UNITED STATES
SECURITIES AND EXCHANGE COMMISSION
Washington, DC 20549
FORM8-K
CURRENT REPORT
Pursuant to Section 13 or 15(d)
of The Securities Exchange Act of 1934
Date of Report (Date of earliest event reported)
August 14, 2018
Fabrinet
(Exact name of registrant as specified in its charter)
Cayman Islands | 001-34775 | Not Applicable | ||
(State or other jurisdiction of incorporation) | (Commission File Number) | (IRS Employer Identification No.) |
c/o Intertrust Corporate Services (Cayman) Limited
190 Elgin Avenue
George Town
Grand Cayman
KY1-9005
Cayman Islands
(Address of principal executive offices, including zip code)
+662-524-9600
(Registrant’s telephone number, including area code)
N/A
(Former name or former address, if changed since last report)
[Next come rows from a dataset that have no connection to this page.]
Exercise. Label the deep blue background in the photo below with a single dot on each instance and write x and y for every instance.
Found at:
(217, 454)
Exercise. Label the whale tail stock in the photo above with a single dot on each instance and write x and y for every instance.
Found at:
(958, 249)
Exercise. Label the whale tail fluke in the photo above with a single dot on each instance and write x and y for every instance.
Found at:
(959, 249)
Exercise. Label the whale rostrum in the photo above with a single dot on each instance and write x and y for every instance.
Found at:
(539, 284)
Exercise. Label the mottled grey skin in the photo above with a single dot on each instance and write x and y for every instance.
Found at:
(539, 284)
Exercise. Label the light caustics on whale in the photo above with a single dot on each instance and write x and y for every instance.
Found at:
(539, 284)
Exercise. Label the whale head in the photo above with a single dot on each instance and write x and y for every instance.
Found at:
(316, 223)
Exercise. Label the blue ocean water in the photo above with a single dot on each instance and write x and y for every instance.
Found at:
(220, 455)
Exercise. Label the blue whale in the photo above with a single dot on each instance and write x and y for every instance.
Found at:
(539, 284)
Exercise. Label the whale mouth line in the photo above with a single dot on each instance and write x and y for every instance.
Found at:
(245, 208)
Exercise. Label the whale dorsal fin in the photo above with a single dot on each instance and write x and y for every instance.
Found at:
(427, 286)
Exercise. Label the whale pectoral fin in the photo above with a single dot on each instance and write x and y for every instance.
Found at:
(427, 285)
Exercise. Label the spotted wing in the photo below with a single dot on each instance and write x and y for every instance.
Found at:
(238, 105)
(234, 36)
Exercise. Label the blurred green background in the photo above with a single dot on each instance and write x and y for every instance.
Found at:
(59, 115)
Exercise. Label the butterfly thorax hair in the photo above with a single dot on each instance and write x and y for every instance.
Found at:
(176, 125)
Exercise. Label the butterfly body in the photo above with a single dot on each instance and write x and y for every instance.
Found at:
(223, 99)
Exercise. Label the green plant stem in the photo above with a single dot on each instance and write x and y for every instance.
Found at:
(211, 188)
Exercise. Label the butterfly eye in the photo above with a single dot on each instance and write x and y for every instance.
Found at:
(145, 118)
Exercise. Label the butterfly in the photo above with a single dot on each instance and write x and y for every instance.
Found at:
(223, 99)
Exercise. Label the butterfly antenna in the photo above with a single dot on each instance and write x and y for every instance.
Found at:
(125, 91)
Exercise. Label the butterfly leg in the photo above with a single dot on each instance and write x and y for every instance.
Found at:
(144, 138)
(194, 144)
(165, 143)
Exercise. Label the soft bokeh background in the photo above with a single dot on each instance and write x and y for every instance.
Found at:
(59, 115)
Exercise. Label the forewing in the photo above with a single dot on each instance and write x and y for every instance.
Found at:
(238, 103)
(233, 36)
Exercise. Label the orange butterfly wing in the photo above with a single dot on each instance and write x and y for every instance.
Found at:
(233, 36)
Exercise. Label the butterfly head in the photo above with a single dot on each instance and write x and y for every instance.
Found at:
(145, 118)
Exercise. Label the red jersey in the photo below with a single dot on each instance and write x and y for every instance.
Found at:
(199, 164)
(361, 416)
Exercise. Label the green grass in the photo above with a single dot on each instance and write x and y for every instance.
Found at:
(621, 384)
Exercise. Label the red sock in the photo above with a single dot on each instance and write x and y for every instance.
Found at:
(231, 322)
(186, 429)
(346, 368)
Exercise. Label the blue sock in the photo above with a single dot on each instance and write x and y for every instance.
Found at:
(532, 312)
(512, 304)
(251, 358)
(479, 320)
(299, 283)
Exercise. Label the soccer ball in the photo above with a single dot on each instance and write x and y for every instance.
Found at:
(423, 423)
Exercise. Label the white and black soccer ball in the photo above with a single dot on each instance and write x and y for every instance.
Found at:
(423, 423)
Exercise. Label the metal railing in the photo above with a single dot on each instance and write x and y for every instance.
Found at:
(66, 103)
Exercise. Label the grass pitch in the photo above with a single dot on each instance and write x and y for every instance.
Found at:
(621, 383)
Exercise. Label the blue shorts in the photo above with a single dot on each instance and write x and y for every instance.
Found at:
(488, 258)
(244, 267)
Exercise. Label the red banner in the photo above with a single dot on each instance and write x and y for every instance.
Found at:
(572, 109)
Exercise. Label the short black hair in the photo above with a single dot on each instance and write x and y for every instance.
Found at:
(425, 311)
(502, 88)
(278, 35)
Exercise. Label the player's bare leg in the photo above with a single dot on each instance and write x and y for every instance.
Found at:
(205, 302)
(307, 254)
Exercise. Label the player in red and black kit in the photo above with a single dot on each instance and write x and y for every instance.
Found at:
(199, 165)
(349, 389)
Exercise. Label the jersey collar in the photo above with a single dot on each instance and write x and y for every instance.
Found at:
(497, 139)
Check the appropriate box below if the Form8-K filing is intended to simultaneously satisfy the filing obligation of the registrant under any of the following provisions (see General Instruction A.2):
☐ | Written communications pursuant to Rule 425 under the Securities Act (17 CFR 230.425) |
☐ | Soliciting material pursuant to Rule14a-12 under the Exchange Act (17 CFR240.14a-12) |
☐ | Pre-commencement communications pursuant to Rule14d-2(b) under the Exchange Act (17 CFR240.14d-2(b)) |
☐ | Pre-commencement communications pursuant to Rule13e-4(c) under the Exchange Act (17 CFR240.13e-4(c)) |
Indicate by check mark whether the registrant is an emerging growth company as defined in Rule 405 of the Securities Act of 1933 (17 CFR §230.405) or Rule12b-2 of the Securities Exchange Act of 1934 (17 CFR§240.12b-2).
Emerging growth company ☐
If an emerging growth company, indicate by check mark if the registrant has elected not to use the extended transition period for complying with any new or revised financial accounting standards provided pursuant to Section 13(a) of the Exchange Act. ☐
Item 2.02 | Results of Operations and Financial Condition. |
On August 20, 2018, Fabrinet (“Fabrinet” or the “Company”) issued a press release regarding its financial results for the fiscal quarter and year ended June 29, 2018. A copy of the press release is attached hereto as Exhibit 99.1 and is incorporated herein by reference.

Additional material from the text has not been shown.